$4 million a year, $32 million over 8 years.
The contract amount for Alabama's new football coach Nick Saban isn't just gaudy, it's unprecendented. Saban's $4 million a year easily makes him the highest-paid college football coach ever. And many people say it will be impossible for Alabama to recoup that massive expenditure, including many of the Crimson Tide's own fans.
But President Robert Witt saw the hefty price tag to land Saban as an investment in the football program, and the school as a whole.
"It's an investment, not an expense," Witt explains. "And it has a public relations payback that is even more important."
What it has also done is light a fire under an already rabid fanbase. Each year Alabama opens its final spring football practice, dubbed 'A-Day' to the public. The practice is held at Bryant-Denny Stadium and is designed to be as close to an actual game environment as possible, down to splitting the squad into two teams, and having the team's regular radio announcers call the game on the radio. The event is free to the public, and the largest crowd the practice has ever attracted is thought to have been around 35,000.

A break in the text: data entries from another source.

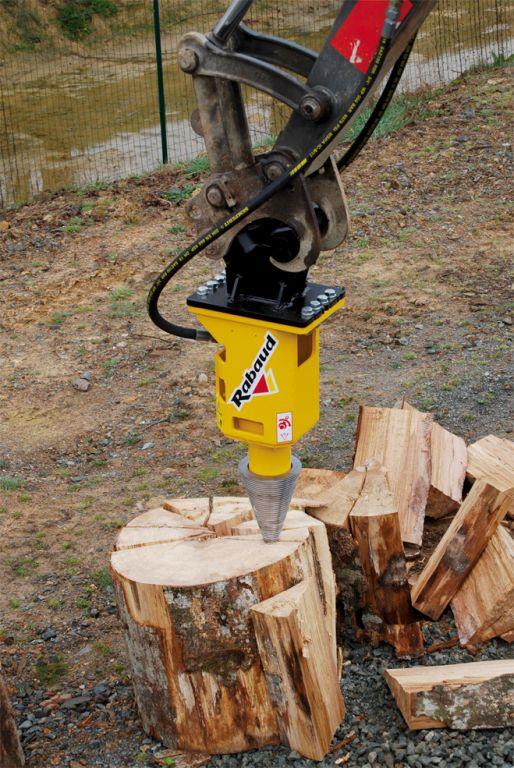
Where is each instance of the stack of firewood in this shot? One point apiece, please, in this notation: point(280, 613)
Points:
point(233, 642)
point(407, 467)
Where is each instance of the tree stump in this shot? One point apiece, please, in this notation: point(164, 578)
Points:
point(207, 668)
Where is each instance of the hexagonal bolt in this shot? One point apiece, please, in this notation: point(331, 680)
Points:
point(312, 107)
point(274, 170)
point(215, 196)
point(188, 60)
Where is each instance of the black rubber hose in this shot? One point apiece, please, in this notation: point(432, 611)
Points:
point(271, 189)
point(378, 110)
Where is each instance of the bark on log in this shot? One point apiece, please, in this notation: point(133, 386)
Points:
point(11, 753)
point(300, 669)
point(448, 458)
point(460, 547)
point(484, 605)
point(460, 696)
point(186, 610)
point(492, 459)
point(400, 441)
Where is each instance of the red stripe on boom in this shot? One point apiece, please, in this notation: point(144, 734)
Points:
point(358, 36)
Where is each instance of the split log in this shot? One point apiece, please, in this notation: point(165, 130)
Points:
point(227, 512)
point(448, 459)
point(484, 605)
point(300, 669)
point(335, 502)
point(460, 547)
point(11, 753)
point(492, 459)
point(197, 510)
point(376, 528)
point(311, 485)
point(295, 525)
point(186, 611)
point(460, 696)
point(400, 441)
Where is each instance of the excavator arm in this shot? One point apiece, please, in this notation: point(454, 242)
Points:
point(269, 215)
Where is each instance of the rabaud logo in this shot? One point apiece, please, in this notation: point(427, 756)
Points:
point(256, 379)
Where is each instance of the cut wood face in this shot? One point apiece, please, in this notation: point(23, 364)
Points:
point(492, 459)
point(312, 484)
point(192, 563)
point(448, 458)
point(484, 605)
point(186, 612)
point(197, 510)
point(462, 696)
point(400, 441)
point(459, 549)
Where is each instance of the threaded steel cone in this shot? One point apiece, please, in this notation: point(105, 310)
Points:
point(270, 497)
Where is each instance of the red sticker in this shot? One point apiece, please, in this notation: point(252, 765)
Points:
point(358, 36)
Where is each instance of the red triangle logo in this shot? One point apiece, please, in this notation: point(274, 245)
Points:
point(261, 388)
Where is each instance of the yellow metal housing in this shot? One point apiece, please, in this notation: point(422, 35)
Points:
point(267, 384)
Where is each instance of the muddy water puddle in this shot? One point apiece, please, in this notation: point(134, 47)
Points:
point(88, 116)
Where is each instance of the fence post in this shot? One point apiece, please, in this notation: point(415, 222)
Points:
point(160, 80)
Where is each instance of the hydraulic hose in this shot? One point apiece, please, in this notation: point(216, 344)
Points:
point(378, 110)
point(271, 189)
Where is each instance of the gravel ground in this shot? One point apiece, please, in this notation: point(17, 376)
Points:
point(101, 416)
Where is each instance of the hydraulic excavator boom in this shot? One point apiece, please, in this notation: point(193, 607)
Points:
point(269, 215)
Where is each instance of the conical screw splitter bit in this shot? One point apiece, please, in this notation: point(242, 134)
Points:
point(270, 497)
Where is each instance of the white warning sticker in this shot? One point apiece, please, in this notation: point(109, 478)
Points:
point(284, 427)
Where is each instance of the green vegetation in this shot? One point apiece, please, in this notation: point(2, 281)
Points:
point(177, 194)
point(102, 579)
point(50, 672)
point(75, 16)
point(9, 483)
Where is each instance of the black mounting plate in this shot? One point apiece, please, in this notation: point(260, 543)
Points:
point(218, 300)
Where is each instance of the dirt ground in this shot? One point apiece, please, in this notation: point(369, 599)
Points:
point(429, 318)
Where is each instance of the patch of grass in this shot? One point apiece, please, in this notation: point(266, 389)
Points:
point(75, 16)
point(73, 226)
point(110, 363)
point(132, 437)
point(23, 566)
point(208, 473)
point(120, 293)
point(51, 672)
point(121, 309)
point(57, 318)
point(102, 579)
point(178, 194)
point(9, 483)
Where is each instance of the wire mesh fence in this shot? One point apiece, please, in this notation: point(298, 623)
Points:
point(79, 93)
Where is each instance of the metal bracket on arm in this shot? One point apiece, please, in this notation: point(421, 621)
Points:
point(281, 53)
point(201, 57)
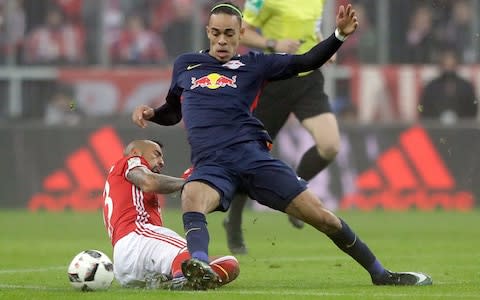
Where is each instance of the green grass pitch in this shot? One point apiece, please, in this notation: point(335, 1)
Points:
point(283, 262)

Expectations are for 70,000 this year. Again, to watch a football practice.
"The hiring of Nick Saban has created a buzz across this state and the Southeast like nothing I've ever seen," Witt said.
And it's a classic case of appealing to and energizing your evangelists. The excitement among the Alabama fanbase over Saban's hiring has been infectious, converting casual fans into rabid supporters. Another reason why Witt wanted Saban was because he knew that added excitement statewide would result in a spike in student-interest in enrolling at the University of Alabama.
"A strong sports program is an invaluable asset in getting us on the radar screen of gifted students," Witt adds.
Still, many college football fans say that it will be all but impossible for the school to recoup this $32 million investment. Saban's $4 million salary makes him the highest-paid college football coach, moving him ahead of Oklahoma's Bob Stoops, who makes a shade under $3.5 million a year. Oklahoma's athletics program generated $26.1 million the year before he arrived in Norman, and $64.6 million in 2005.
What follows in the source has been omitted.